# Insulation behind shower walls



## Nealtw (Jun 22, 2017)

If you run AC in the summer you might want it there.


----------



## ktownskier (Aug 22, 2018)

I would suggest checking your local building codes to see what they have. Just because they didn't do it in the 60's, doesn't mean it isn't required today. 

Regarding the new CBU from Hardie, you do have to seal the joints and any perforations. (Like screws and nails). 
Joints and Penetrations
• Seal fixture penetrations, plumbing penetrations and abutments to dissimilar
materials with flexible sealant (see “Materials Required”).
• Fill all joints with mortar (see “Materials Required”). While mortar is still
workable, embed minimum 2 in. wide high-strength alkali-resistant glass
fiber tape in the mortar and level.
• Do not use all-purpose joint compound or paper tape.
• When complete waterproofing is required, seal all joints, edges and fastener
penetrations with a liquid waterproofing membrane. Follow the liquid
waterproofing membrane manufacturer application instructions.

I am planning on using Redguard as half of my wall is greenboard and the rest is the new Kerdiboard. And for the joints, I plan on using Kerdi Band. Better to be safe than sorry. 
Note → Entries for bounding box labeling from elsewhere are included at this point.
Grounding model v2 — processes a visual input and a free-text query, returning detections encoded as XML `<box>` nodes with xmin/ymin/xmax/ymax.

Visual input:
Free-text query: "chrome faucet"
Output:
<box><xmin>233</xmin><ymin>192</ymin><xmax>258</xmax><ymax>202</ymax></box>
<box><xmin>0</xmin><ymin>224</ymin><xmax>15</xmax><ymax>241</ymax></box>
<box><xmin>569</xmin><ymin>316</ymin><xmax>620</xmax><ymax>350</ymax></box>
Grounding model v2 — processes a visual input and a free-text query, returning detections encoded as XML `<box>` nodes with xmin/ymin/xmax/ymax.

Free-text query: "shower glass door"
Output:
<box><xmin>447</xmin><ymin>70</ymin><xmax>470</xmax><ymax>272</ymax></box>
As for insulation, I was planning on using rockwool insulation as it is naturally moisture and mold resistant. Vermin also doesn't like it. Besides, why not insulate?
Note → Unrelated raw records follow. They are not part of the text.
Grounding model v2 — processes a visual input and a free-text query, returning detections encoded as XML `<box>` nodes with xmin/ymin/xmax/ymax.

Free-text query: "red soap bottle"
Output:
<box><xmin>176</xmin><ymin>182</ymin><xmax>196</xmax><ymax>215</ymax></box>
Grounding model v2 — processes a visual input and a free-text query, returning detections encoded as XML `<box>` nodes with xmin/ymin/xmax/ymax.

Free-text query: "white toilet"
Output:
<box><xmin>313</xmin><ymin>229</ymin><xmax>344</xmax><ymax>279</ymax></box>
If you can, build a bigger shower, 36"x36" shower is kind of small. But if you can't, well, you were used to it before.


----------



## stardogFB (Feb 8, 2019)

Thanks for the quick replies from both of you. Since we live in the Houston area I can pretty much guarantee the A/C is often on in the summer.  I will go ahead an insulate, especially since its such a small area to cover anyway.
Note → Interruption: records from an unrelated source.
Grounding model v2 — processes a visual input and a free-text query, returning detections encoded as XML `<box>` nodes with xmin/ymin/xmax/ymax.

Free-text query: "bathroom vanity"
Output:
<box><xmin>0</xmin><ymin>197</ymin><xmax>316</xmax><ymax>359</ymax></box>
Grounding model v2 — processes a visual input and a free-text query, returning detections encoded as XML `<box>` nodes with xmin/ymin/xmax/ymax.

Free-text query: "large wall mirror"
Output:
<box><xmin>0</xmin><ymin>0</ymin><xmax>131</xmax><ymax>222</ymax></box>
Regarding the Hydro Defense cement board, agree on covering all seams and penetrations before tiling, per manufacturer instructions. As far as the base, if I could go bigger I would. But I'm gaining a few more inches of floor space since I am replacing the current neo-angle configuration with 36" square base. You take what you can get.


----------



## chandler48 (Jun 5, 2017)

It's a good idea to insulate. Here, we gathered up 3 ea. 55 gallon drum liners of insulation that squirrels had pulled from the wall to make nests under the tub we removed 

Then we go back in with Roxul. Waterproof, fireproof, vermin proof, mold proof and needs no vapor barrier.


----------